Maka, kebijakan pertama yang ia canangkan adalah dengan membuat kebijakan baru yaitu pertanian kolektif, dimana semua tanah yang dahulu direbut dari tuan tanah pada masa perang saudara oleh para petani kemudian dicabut hak miliknya oleh negara dan wajib untuk menyerahkan seluruh hasil panennya kepada negara. Banyak sekali petani yang menentang keras kebijakan ini sehingga Stalin terpaksa harus melakukan pembunuhan secara besar-besaran dan cepat terhadap para petani yang menentang kebijakan ini. Pembersihan ini dilaksanankan oleh beberapa kroninya yang terkenal seperti Lazar Kaganovich dan kroni Ukrainanya yang kelak menjadi penerus, Nikita Khrushchov.
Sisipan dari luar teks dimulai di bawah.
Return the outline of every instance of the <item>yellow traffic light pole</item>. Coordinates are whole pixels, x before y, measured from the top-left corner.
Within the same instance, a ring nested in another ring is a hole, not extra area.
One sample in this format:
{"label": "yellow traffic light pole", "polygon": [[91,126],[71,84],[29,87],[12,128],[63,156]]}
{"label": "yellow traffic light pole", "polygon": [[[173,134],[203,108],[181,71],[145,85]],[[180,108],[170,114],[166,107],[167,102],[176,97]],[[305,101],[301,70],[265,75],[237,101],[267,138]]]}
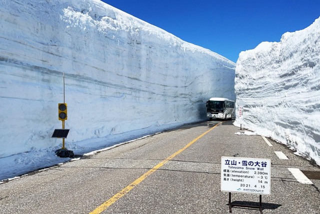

Selain itu, Stalin juga mencanangkan program pembangunan berjangka 5 Tahun dalam satu  periode yang terkenal sebagai  The Five Years Plan. Mengenai keberhasilan program Industrialisasi banyak yang bilang bahwa program Stalin ini cukup sukses meskipun harus mengorbankan puluhan juta rakyatnya tewas karena kelaparan massal pada tahun 1932-1933. Hal ini ditandai dengan  keberhasilan membangun pembangkit listrik, kemudian membangun industri-industri berat terutama industri militer hingga sukses membangun jalur kereta api bawah tanah. Namun ada yang mengatakan  bahwa program industrialisasi Stalin ini sebuah kegagalan besar dan merupakan pemicu krisis pangan besar-besaran di Uni Soviet.
Pada tahun 1934, Stalin kehilangan sahabat terdekatnya Sekretaris Partai Leningrad, Sergei Kirov. Kematian Kirov meskipun kelak dicurigai motifnya sebagai usaha Stalin untuk membungkam sahabatnya yang mulai berbicara secara terbuka menentangnya, digunakan oleh Stalin sebagai  alasan untuk menghabisi orang-orang yang menentangnya atau yang dia anggap mempunyai afiliasi dekat dengan Trotsky, Kamenev, Zinoviev atau bahkan dengan negara-negara musuhnya seperti Polandia, Jerman atau Amerika.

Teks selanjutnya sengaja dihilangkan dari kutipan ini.